Il naît d’une décision ou de la pure inspiration. J’ai une grande imagination visuelle, également, ce qui me permet de le « voir » très précisément et de pouvoir le décrire, le mettre en place physiquement… En revanche, en ce qui concerne sa personnalité, c’est une autre affaire.
De le construire au fil des pages fait qu’il devient généralement une personne, que je ne peux pas forcément façonner à ma guise. Sa structure psychologique est telle que je dois m’adapter à ma création… et non le contraire. C’est passionnant. Mes personnages forment une sorte de famille supplémentaire. C’est particulièrement le cas pour ceux des séries car je passe beaucoup de temps avec eux.

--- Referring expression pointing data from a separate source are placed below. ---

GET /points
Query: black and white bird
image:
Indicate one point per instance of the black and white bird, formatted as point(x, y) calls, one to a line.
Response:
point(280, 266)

Est-ce que l’on te commande des textes ?

Vingt ans après mon premier livre qui m’a enfermée dans une boîte à la française d’« auteur jeunesse chevaux », les éditeurs ont tout à coup compris que j’étais spécialisée dans ce domaine – même si je revendique de savoir et vouloir écrire sur d’autres sujets ! – et ils me commandent des textes… sur les chevaux : histoires, romans et documentaires.

Les éditeurs demandent-ils de changer des choses ?

Oh oui ! Pour la plupart… Au début, c’est essentiel et très formateur d’expliquer à un auteur jeunesse qu’il a des devoirs vis-à-vis de ses lecteurs, qu’il écrit pour un public particulier et ne peut faire n’importe quoi. À ce niveau, cela ne pose donc aucun problème. Par contre, les éditeurs imposent aussi des changements de titre, voire de prénom de héros. C’est beaucoup plus déstabilisant, voire frustrant. Il faut aussi batailler pour garder un certain niveau de langage, le contenu auquel on tient. Je préfère très nettement la phase d’écriture à celle de la négociation sur le vocabulaire spécifique, par exemple.

Quelle est la différence d’écriture entre un roman et un documentaire ?

Même si la plupart de mes romans sont documentés, je navigue en général dans des univers que je connais bien lorsque j’écris des fictions. Je voyage donc presque librement dans l’écriture, me contentant de vérifier que je ne dis pas d’âneries sur des points particuliers qui ne font pas partie de mon quotidien ! Et j’adore semer des intrigues, incidents, émotions… Mais j’aime aussi énormément rédiger des documentaires en réalisant des recherches approfondies, croisant mes sources, contrôlant chaque détail, interrogeant des spécialistes… Dans le deuxième cas, l’écriture est moins fluide et souvent plus calibrée. On ne peut s’attarder sur un passage spécifique, par exemple. Cela doit « rentrer » là où c’est prévu.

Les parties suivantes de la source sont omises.